Penetapan ini KPK umumkan dalam konferensi pers yang digelar di Gedung Merah Putih KPK, Jakarta Selatan, pada Rabu (5/11/2025).
“KPK menetapkan tiga orang sebagai tersangka,” ujar Wakil Ketua KPK Johanis Tanak.
Dua tersangka lainnya ialah Kadis PUPR Riau M Arief Setiawan dan Tenaga Ahli Gubernur Riau, Dani M Nursalam.
Tanak mengatakan kasus ini berawal pertemuan antara Sekdis PUPR Riau Ferry Yunanda dengan enam kepala UPT wilayah I-VI Dinas PUPR PKPP pada Mei 2025.
Saat itu, menurut KPK, Ferry dan para kepala UPT membahas pemberian fee kepada Abdul Wahid sebesar 2,5 persen. Fee itu terkait penambahan anggaran pada UPT Jalan dan Jembatan wilayah I-VI Dinas PUPR Riau dari Rp 71,6 miliar menjadi Rp 177,4 miliar.
Setelah itu, Ferry melaporkan hasil pertemuan ke Kadis PUPR Riau Arief. Namun, kata Tanak, Arief yang merepresentasikan Abdul Wahid meminta fee 5 persen atau sekitar Rp 7 miliar.
Singkat cerita, para pejabat di PUPR Riau itu menjalankan permintaan itu. KPK menduga sudah ada Rp 4 miliar yang diserahkan dari total permintaan Rp 7 miliar. KPK menyebut ada ancaman pencopotan bagi pejabat yang tak mematuhi permintaan itu.
Atas perbuatannya, para tersangka dijerat pasal 12e dan/atau pasal 12f dan/atau pasal 12B UU Undang-Undang Pemberantasan Tindak Pidana Korupsi juncto Pasal 55 ayat (1) ke-1 KUHP.
KPK Lakukan OTTT
Sebelumnya KPK melakukan OTT terhadap Gubernur Riau Abdul Wahid pada Senin malam, 3 November 2025, di sebuah kafe di wilayah Riau, setelah Abdul Wahid sempat di kejar oleh tim penindakan KPK.
Penagkapan Abdul Wahid bersama sembilan orang lainnya yang terdiri dari pejabat Dinas PUPR Provinsi Riau dan pihak swasta.
Menurut Juru Bicara KPK, Budi Prasetyo, OTT ini merupakan bagian dari rangkaian penyelidikan atas dugaan korupsi yang melibatkan penganggaran proyek infrastruktur di Dinas Pekerjaan Umum dan Penataan Ruang (PUPR) Provinsi Riau.
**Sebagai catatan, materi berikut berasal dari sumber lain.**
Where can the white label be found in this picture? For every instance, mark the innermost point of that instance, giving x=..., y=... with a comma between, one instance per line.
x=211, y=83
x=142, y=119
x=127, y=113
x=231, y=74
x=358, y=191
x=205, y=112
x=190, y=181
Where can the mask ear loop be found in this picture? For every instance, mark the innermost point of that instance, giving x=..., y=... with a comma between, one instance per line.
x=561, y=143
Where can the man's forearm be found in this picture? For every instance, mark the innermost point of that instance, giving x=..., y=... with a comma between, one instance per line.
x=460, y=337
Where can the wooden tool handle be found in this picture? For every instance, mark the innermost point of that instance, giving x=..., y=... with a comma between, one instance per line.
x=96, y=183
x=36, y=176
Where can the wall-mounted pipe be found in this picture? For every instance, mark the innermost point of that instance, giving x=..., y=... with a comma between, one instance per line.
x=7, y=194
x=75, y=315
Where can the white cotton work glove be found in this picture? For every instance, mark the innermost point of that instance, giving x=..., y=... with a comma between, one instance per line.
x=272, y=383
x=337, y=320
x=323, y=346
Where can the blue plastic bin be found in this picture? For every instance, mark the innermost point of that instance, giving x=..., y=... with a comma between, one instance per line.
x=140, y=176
“Kepala daerah atau Gubernur diamankan bersama Kepala Dinas PUPR, Sekretaris Dinas, lima Kepala UPT, dan dua pihak swasta yang merupakan tenaga ahli atau orang kepercayaan Gubernur,” ujar Budi saat memberikan keterangan di Gedung Merah Putih KPK, Jakarta, Selasa malam, 4 November 2025.
Uang Tunai Lebih dari Rp1 Miliar Disita
Dalam OTT tersebut, KPK berhasil mengamankan uang tunai dalam berbagai mata uang, yakni rupiah, dolar Amerika Serikat, dan poundsterling. Jika dikonversi ke dalam rupiah, totalnya melebihi Rp1 miliar. Uang tersebut diduga merupakan bagian dari sejumlah penyerahan sebelumnya kepada kepala daerah. “Kegiatan tangkap tangan ini merupakan bagian dari beberapa penyerahan sebelumnya,” jelas Budi.
Barang bukti tersebut telah dibawa ke Gedung Merah Putih KPK untuk diperiksa lebih lanjut. Penangkapan ini dilakukan setelah KPK menerima laporan adanya praktik pemerasan oleh pejabat pemerintah provinsi dalam penganggaran proyek infrastruktur. “Modus dugaan tindak pidana pemerasan ini terkait dengan anggaran di Dinas PUPR. Diduga sudah ada beberapa kali penyerahan sebelumnya,” tambah Budi.
KPK menduga bahwa pengelolaan anggaran di Dinas PUPR telah disusupi praktik korupsi yang merugikan masyarakat. Menurut Budi, sektor anggaran memang kerap menjadi sumber korupsi di daerah. “Anggaran seharusnya digunakan secara efektif dan efisien sesuai kebutuhan. Jangan sampai karena modus korupsi, kualitas pembangunan justru tidak optimal dan masyarakat yang dirugikan,” tegasnya.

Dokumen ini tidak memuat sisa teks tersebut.